To maximize absorption, the food molecules must come in contact with a large number of specialized intestinal cells. To accomplish this, the walls of your intestines are covered with microscopic hair like projections called microvilli. Each square inch of intestine contains about 10 billion microvilli. This increases the surface area for food absorption dramatically. In fact, if your intestinal interior were smooth, it would present only about 6 square feet of absorptive surface. Instead, because of these microvilli, it presents almost 4000 square feet – about the same surface as two tennis courts! Microvilli contain special cells which enable absorption of nutrients into your bloodstream. It takes the small intestine about four hours to process a meal. Once all the “good stuff” is removed, your gut passes the indigestible watery gruel that is left to the last five feet of your digestive tract, the colon.

Your colon – recycling precious water

Sometimes called the large intestine because of its wider diameter, the colon is actually much shorter than the small intestine, only about 5 feet long. The colon begins in the cecum located in the lower right portion of your abdominal cavity. Your appendix is connected to the cecum, and that is why appendicitis causes pain in the right lower side of the abdomen. At the junction of the small intestine and the cecum there is a valve, called the ileocecal valve, that prevents material from the cecum from moving backward into the ileum. Your cecum continues as the ascending colon upward along your right side. Just under the liver it makes a sharp turn. The colon continues across the upper abdomen as the transverse colon, only to make another sharp downturn. The colon continues straight down your left side as the descending colon and then into an S-shaped segment called the sigmoid colon. This is the area where most “pockets” of diverticulosis form. The sigmoid colon connects to the last six inches called the rectum. The rectum continues directly into the short anal canal which terminates with the anal sphincter. The anal sphincter is a valve that must remain closed to prevent stool incontinence and open properly to permit a bowel movement. Some observers have referred to the anal sphincter muscle as the social muscle, because it is able to prevent accidental bowel movements and to distinguish between passing gas as opposed to solids and liquids.

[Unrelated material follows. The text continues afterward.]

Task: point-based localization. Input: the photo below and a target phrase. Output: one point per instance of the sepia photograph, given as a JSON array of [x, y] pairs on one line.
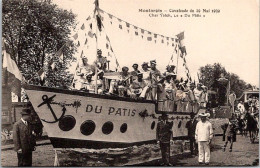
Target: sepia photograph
[[109, 83]]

While the esophagus, stomach and small intestine contain very few bacteria, or germs, the colon is full of trillions of bacteria. In fact, there are more intestinal bacteria in your colon at this moment than there are human beings who have ever lived. For the most part, these are healthy bacteria that cause no problems as long as they are confined to the inner opening of the colon. If a hole occurs in the wall of the colon and the bacteria escape into the abdominal cavity, serious infection occurs – called peritonitis.

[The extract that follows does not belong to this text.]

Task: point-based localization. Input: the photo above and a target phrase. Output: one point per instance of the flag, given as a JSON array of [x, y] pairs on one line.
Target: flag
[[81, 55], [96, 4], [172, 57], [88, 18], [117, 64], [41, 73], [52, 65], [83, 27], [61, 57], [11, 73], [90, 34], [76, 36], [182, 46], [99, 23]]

There is no nutrient absorption in the colon. The colon’s main job is to reclaim the excess water from the intestinal waste and recycle it back into your bloodstream for reuse. Think of it like a “water treatment plant.” As the liquid waste moves along, it is gradually dried and forms a solid sludge which can be expelled as a bowel movement, also known as stool or feces.

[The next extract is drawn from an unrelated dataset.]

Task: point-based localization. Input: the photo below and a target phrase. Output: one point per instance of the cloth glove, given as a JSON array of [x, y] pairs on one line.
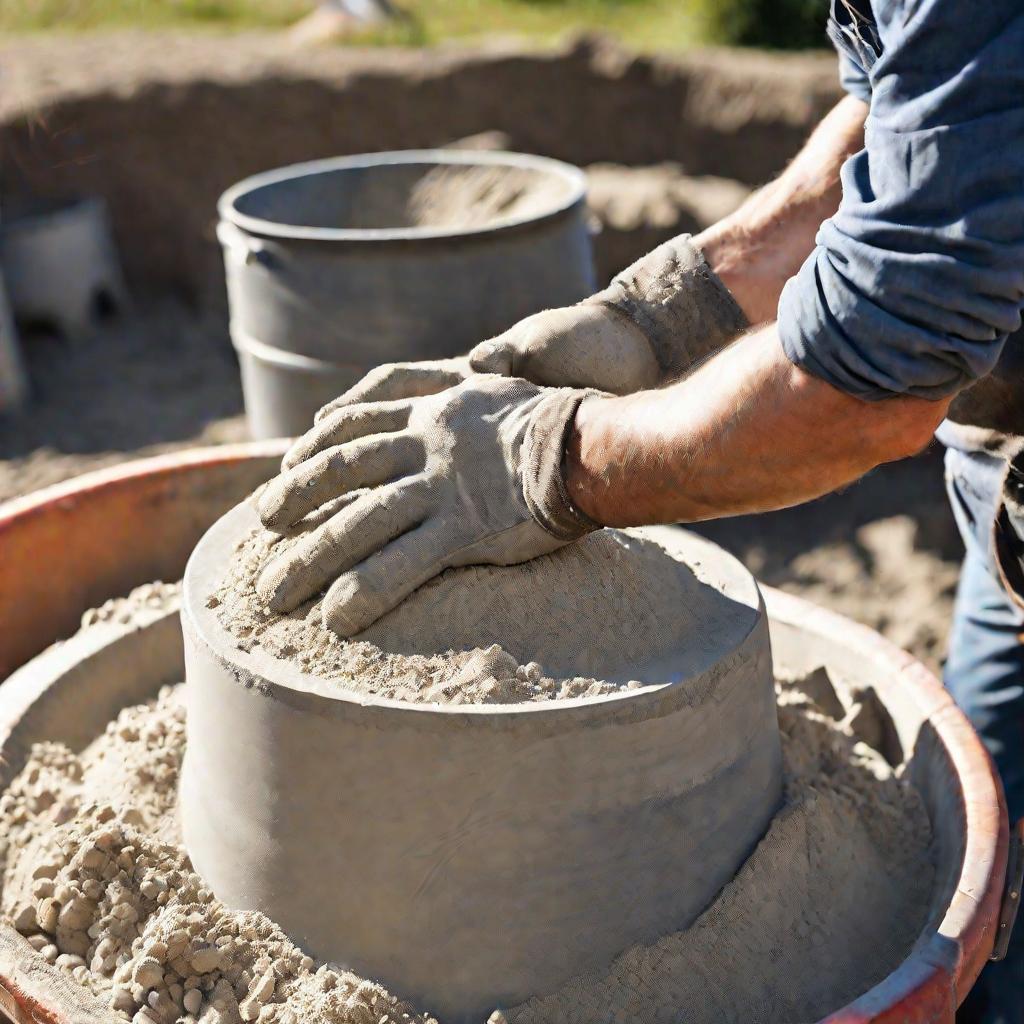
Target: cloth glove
[[657, 318], [470, 475]]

When your digestive system is working normally, you should not even be aware of all of these complicated functions. It is on “autopilot” waiting to serve you. However, sometimes it malfunctions leading to distressing and embarrassing symptoms, and occasionally, it can be the site of a serious ailment. That is when you begin to become aware of your digestive system. Don’t be embarrassed if you have persistent intestinal problems. Consult your doctor.